Computer Science and Engineering Department, Thapar Institute of Engineering and Technology, Patiala, Punjab 147001, India.
IET Syst Biol. 2020 Jun;14(3):160-169. doi: 10.1049/iet-syb.2019.0087.
Breast cancer is the second leading cause of death in the world. Breast cancer research is focused towards its early prediction, diagnosis, and prognosis. Breast cancer can be predicted on omics profiles, clinical tests, and pathological images. The omics profiles comprise of genomic, proteomic, and transcriptomic profiles that are available as high-dimensional datasets. Survival prediction is carried out on omics data to predict early the onset of disease, relapse, reoccurrence of diseases, and biomarker identification. The early prediction of breast cancer is desired for the effective treatment of patients as delay can aggravate the staging of cancer. In this study, extreme learning machine (ELM) based model for breast cancer survival prediction named eBreCaP is proposed. It integrates the genomic (gene expression, copy number alteration, DNA methylation, protein expression) and pathological image datasets; and trains them using an ensemble of ELM with the six best-chosen models suitable to be applied on integrated data. eBreCaP has been evaluated on nine performance parameters, namely sensitivity, specificity, precision, accuracy, Matthews correlation coefficient, area under curve, area under precision-recall, hazard ratio, and concordance Index. eBreCaP has achieved an accuracy of 85% for early breast cancer survival prediction using the ensemble of ELM with gradient boosting.
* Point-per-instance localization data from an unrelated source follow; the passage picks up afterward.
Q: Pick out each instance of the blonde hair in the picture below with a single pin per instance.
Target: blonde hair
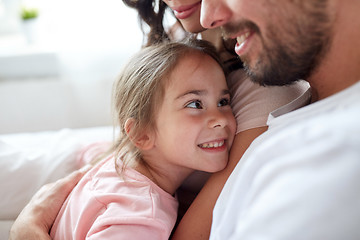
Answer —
(139, 91)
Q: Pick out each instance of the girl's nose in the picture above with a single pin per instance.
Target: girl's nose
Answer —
(214, 13)
(217, 119)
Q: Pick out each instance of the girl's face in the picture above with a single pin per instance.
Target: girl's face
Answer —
(188, 13)
(195, 124)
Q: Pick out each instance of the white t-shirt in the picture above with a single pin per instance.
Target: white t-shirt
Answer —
(300, 179)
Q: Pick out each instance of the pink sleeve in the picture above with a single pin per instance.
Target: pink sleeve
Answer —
(252, 103)
(134, 229)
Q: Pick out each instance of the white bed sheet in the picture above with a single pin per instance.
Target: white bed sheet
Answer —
(30, 160)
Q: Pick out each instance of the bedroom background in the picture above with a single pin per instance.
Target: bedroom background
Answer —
(55, 89)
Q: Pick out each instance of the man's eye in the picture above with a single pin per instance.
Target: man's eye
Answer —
(194, 104)
(224, 102)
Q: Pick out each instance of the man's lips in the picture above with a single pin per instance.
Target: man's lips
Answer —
(242, 42)
(183, 12)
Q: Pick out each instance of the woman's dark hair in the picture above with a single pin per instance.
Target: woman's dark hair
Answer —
(151, 12)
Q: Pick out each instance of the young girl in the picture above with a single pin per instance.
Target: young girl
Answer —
(173, 108)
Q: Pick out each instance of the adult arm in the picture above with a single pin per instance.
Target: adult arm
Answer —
(35, 220)
(196, 222)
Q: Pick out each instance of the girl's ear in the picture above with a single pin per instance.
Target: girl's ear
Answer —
(144, 141)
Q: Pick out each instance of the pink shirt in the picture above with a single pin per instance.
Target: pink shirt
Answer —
(106, 206)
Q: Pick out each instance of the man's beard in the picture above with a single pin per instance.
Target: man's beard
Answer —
(294, 55)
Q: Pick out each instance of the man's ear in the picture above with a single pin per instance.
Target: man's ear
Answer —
(144, 141)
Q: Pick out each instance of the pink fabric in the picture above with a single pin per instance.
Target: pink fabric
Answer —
(106, 206)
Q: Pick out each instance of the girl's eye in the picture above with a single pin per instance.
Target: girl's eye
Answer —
(224, 102)
(194, 104)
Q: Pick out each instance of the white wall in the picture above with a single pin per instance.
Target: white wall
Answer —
(83, 44)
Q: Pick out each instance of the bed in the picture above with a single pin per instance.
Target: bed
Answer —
(29, 160)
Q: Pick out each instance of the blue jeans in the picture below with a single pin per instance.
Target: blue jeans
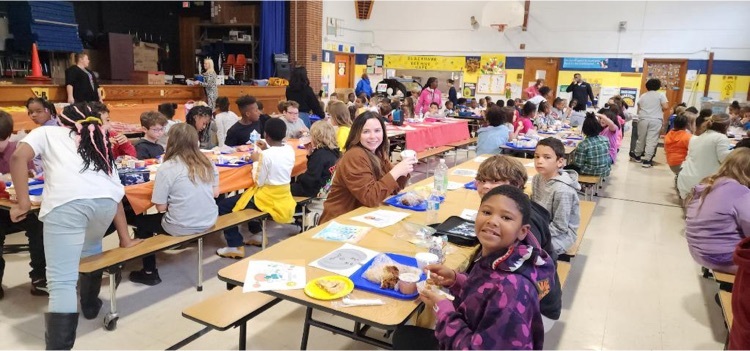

乳腺癌是全球第二大死亡原因。乳腺癌的研究重点是早期预测、诊断和预后。乳腺癌可以通过组学谱、临床检测和病理图像进行预测。组学谱包括基因组、蛋白质组和转录组谱,这些谱都是高维数据集。在组学数据上进行生存预测,以早期预测疾病的发作、复发、疾病的再发以及生物标志物的识别。早期预测乳腺癌是为了有效治疗患者,因为延迟会加重癌症的分期。在这项研究中,提出了一种基于极端学习机(ELM)的乳腺癌生存预测模型 eBreCaP。它集成了基因组(基因表达、拷贝数改变、DNA 甲基化、蛋白质表达)和病理图像数据集,并使用适合应用于集成数据的六个最佳选择模型的 ELM 集成进行训练。eBreCaP 使用梯度提升的 ELM 集成在九个性能参数上进行了评估,即敏感性、特异性、精度、准确性、马修斯相关系数、曲线下面积、精度-召回曲线下面积、风险比和一致性指数。eBreCaP 实现了使用梯度提升的 ELM 集成对早期乳腺癌生存预测的 85%的准确率。